Masoch
Autres titres:
Real: Franco Brogi Taviani
Année: 1980
Origine: Italie
Genre: Drame
Durée: 104mn
Acteurs: Paolo Malco, Francesca De Sapio, Fabrizio Bentivoglio, Inga Alexandrova, Remo Remotti, Valeria D'Obici, Claudio Sorrentino, Dario Mazzoli, Stefano Calanchi, Franca Lumachi, Fabio Farris, Stefano Stefanelli, Raoul Torresi, Stefano Stefanelli, Raoul Torresi...

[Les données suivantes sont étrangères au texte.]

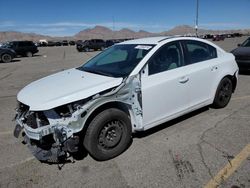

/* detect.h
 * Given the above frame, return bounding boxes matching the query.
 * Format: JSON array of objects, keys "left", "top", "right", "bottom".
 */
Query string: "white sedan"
[{"left": 14, "top": 37, "right": 238, "bottom": 161}]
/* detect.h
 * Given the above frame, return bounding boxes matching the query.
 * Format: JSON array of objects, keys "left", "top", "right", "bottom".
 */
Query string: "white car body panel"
[
  {"left": 17, "top": 69, "right": 122, "bottom": 111},
  {"left": 141, "top": 65, "right": 189, "bottom": 126}
]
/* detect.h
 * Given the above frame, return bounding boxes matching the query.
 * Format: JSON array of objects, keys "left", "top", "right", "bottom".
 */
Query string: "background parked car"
[
  {"left": 76, "top": 39, "right": 106, "bottom": 52},
  {"left": 0, "top": 48, "right": 16, "bottom": 63},
  {"left": 232, "top": 37, "right": 250, "bottom": 71},
  {"left": 4, "top": 41, "right": 38, "bottom": 57}
]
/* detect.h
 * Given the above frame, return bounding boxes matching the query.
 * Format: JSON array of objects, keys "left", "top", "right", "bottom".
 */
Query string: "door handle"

Résumé: A travers ses correspondances, le cavalier Leopold Von Sacher-Masoch trouve une femme qui correspond à ses attentes sexuelles, la baronne Aurora Rumelin. Masoch ne peut trouver le plaisir et connaitre l'orgasme qu'à travers des jeux érotiques durant lesquels il souffre tant physiquement que psychologiquement. Ils finissent par se marier. Aurora, devenue Wanda, sera outre sa tendre et bien aimée épouse sa tortionnaire sexuelle, sa maitresse, sa dominante, il sera son esclave. La jeune femme doit prendre le dessus mais les exigences de Masoch commencent par la dépasser. De plus en plus malheureuse, elle prend lentement ses distances. Elle devient cette femme libérée que son mari lui ordonne d'être. La jalousie, les conflits naissent, Masoch s'autodétruit, de plus en plus prisonnier de ses propres perversions...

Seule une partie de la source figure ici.